Since my husband and I bought our property in order to grow our own food, and we focus largely on natural husbandry practices, we are very careful about what we feed our birds - we allow them to free range the whole day and feed them two big bowls of compost. We only supplement them with feed when necessary.
Our neighbors, though, seem to want to keep feed available to their birds at all times AND allow them to free range.
So, naturally, our birds (especially the guineas) have learned to go over to the neighbor's property looking for feed. (Both flocks go to the other side of the property - the neighbor's chickens were at one point laying eggs in our coop!) But recently, our guineas have been attacking our neighbors while the neighbors are letting their chickens in and out of the coop. This is because the guineas know that there is food inside the coop from the past when the neighbors were leaving their coop open with food in it.
The neighbors don't have this problem with their guineas because they don't let their guineas out until after they let their chickens out, which is at 12:00 pm.
So, our neighbors have basically "accused" us of not feeding our birds, which is both accurate and inaccurate. Our birds feed themselves for the most part and are happy and healthy, but they DO want to eat store bought feed, which I think is normal behavior and not because they are starving. The "attacking" just seems like attacking because our neighbor's coop is only 2 feet off the ground, and so our neighbors have to bend down to open the door and put food in, etc. and our guineas are trying to get inside the coop (not trying to attack the neighbors out of aggression because they are starving).
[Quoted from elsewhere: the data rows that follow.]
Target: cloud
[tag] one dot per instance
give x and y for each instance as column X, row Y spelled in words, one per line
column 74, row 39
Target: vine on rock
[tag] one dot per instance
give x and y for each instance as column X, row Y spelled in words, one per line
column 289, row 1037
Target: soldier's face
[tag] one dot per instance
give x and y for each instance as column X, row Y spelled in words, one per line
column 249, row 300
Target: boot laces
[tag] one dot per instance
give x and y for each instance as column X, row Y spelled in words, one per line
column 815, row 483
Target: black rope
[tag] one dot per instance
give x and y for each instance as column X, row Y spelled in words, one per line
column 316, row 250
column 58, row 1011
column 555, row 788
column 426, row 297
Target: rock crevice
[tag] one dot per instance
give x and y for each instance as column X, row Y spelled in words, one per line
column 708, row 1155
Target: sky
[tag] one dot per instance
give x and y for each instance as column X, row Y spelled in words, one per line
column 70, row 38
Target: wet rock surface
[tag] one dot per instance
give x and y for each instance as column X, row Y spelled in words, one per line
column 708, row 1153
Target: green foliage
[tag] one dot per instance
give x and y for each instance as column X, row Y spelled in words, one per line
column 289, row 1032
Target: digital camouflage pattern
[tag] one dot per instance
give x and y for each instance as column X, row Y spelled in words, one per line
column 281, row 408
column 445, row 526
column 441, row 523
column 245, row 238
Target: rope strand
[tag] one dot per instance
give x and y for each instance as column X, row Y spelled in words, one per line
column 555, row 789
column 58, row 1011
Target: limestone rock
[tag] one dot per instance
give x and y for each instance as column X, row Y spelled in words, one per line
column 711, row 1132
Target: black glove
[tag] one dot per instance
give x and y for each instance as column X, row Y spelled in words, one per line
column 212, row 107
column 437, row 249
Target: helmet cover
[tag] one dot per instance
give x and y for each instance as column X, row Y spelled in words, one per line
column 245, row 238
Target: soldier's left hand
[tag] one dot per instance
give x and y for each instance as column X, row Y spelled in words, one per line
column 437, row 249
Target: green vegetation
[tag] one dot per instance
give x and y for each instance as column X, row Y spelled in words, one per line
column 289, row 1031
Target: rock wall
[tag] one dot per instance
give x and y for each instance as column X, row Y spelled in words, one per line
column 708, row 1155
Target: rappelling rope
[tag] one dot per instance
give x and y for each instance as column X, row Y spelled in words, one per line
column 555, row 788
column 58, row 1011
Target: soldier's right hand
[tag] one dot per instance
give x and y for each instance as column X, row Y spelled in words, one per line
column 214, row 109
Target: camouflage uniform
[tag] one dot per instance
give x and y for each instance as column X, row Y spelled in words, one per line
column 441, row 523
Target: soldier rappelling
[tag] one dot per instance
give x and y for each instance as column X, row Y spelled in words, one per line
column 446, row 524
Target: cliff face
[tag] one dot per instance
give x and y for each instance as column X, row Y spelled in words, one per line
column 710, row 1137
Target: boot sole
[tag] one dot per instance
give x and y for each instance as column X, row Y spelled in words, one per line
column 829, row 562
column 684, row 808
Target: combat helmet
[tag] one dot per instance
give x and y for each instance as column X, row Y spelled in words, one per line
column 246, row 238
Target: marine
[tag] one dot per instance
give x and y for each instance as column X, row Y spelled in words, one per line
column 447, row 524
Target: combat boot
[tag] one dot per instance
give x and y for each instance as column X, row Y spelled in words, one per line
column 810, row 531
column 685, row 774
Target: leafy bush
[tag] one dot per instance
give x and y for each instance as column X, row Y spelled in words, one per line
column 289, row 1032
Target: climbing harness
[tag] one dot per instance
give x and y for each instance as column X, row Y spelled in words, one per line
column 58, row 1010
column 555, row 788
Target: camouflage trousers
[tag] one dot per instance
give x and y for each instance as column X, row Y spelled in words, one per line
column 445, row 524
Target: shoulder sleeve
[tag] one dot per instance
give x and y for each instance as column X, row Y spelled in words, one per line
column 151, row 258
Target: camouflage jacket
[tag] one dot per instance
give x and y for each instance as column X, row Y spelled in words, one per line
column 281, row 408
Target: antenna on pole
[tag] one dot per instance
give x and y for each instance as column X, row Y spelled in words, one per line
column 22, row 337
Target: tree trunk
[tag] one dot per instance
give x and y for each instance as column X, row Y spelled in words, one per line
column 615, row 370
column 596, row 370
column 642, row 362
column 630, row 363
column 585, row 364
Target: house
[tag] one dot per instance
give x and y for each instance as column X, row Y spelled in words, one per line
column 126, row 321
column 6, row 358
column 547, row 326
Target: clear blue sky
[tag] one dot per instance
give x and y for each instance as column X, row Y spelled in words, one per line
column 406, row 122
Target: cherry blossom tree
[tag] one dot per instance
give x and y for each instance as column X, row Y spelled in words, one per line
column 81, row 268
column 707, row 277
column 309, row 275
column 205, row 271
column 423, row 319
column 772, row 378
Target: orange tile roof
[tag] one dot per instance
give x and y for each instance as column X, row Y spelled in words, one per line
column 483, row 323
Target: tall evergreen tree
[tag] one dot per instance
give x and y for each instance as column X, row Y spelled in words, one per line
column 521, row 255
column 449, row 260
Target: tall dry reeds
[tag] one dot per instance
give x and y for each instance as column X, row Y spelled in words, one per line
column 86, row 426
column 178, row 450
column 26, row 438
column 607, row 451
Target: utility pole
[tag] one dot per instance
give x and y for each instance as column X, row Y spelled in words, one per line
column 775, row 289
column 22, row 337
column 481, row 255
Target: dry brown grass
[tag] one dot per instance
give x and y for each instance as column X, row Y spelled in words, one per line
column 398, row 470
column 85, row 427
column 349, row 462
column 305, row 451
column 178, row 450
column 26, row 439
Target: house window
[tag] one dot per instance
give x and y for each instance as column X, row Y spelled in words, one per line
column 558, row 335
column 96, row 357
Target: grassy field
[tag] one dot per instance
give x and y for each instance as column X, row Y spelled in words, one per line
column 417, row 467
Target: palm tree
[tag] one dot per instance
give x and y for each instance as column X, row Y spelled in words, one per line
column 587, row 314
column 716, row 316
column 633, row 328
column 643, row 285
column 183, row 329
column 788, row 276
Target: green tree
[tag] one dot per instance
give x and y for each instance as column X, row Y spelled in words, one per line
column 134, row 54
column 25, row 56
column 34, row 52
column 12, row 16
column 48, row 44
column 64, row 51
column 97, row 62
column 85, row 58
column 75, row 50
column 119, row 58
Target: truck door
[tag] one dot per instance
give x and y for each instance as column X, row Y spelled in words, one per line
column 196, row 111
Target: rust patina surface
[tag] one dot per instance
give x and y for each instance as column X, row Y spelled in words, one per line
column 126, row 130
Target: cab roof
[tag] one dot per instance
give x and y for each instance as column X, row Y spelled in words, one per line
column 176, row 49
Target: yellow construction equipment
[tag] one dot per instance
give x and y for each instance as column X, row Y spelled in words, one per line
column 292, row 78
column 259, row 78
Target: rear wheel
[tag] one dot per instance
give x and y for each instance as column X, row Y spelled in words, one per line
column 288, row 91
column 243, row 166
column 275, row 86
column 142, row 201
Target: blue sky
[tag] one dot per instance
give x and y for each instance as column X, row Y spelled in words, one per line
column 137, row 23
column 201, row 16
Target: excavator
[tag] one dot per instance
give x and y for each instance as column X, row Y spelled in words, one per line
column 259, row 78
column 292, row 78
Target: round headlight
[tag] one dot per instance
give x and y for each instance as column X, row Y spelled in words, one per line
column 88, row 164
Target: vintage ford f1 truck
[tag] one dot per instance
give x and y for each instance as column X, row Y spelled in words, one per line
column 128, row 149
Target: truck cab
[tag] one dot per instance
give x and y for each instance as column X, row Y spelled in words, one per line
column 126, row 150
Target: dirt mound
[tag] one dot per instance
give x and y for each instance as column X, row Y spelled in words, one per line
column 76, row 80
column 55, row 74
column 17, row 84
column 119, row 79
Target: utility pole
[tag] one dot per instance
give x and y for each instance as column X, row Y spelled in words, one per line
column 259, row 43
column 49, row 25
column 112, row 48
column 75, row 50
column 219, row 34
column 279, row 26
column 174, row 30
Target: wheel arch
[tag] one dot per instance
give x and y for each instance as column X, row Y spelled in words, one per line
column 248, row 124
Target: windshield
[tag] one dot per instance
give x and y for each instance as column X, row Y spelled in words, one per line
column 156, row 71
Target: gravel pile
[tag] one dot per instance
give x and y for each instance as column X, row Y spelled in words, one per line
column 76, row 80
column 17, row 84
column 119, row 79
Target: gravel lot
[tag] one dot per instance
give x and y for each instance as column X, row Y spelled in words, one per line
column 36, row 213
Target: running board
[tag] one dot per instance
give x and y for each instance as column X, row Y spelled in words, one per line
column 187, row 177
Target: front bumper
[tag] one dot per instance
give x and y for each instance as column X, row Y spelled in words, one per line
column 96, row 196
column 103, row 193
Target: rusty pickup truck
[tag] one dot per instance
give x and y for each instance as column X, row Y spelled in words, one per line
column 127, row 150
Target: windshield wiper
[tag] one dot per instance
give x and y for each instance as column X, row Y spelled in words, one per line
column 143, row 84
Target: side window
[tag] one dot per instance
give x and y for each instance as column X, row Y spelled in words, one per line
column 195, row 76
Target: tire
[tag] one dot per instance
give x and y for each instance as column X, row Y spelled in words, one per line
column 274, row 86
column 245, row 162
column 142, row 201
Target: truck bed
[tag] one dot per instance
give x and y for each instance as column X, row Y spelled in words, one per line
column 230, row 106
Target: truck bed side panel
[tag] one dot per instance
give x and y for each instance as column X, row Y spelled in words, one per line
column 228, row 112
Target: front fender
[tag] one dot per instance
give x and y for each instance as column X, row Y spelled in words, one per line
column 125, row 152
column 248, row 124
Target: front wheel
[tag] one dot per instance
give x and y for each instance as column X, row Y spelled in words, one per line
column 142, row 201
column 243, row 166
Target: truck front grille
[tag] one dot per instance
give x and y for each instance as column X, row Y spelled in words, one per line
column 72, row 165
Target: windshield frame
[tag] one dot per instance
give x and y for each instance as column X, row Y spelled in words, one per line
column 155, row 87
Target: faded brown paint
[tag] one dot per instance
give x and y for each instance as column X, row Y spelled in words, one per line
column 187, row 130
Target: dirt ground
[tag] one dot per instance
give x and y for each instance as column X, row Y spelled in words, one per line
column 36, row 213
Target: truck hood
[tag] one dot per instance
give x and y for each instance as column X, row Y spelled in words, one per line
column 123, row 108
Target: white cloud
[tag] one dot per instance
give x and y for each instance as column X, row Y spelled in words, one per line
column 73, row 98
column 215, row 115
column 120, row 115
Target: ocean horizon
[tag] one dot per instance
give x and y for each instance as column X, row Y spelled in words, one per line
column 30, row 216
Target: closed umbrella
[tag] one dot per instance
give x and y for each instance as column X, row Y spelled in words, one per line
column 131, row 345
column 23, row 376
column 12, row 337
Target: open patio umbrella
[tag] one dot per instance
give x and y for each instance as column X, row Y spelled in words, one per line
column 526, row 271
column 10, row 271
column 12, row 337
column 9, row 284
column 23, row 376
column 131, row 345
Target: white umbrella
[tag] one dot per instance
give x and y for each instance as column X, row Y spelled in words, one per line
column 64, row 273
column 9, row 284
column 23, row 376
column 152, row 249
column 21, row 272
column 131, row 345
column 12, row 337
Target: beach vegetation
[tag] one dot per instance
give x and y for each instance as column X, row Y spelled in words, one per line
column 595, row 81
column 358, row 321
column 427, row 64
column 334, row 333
Basically, what do you think?
Do you have strategies or ideas that would teach our guineas not to do this?
Or do you have any experience with neighbors who use different husbandry and feeding practices when it comes to free-range birds that creates a problem for one or both parties? How would you talk to a neighbor to explain that just because your way of managing your flock is different than yours doesn't mean that you are being neglectful?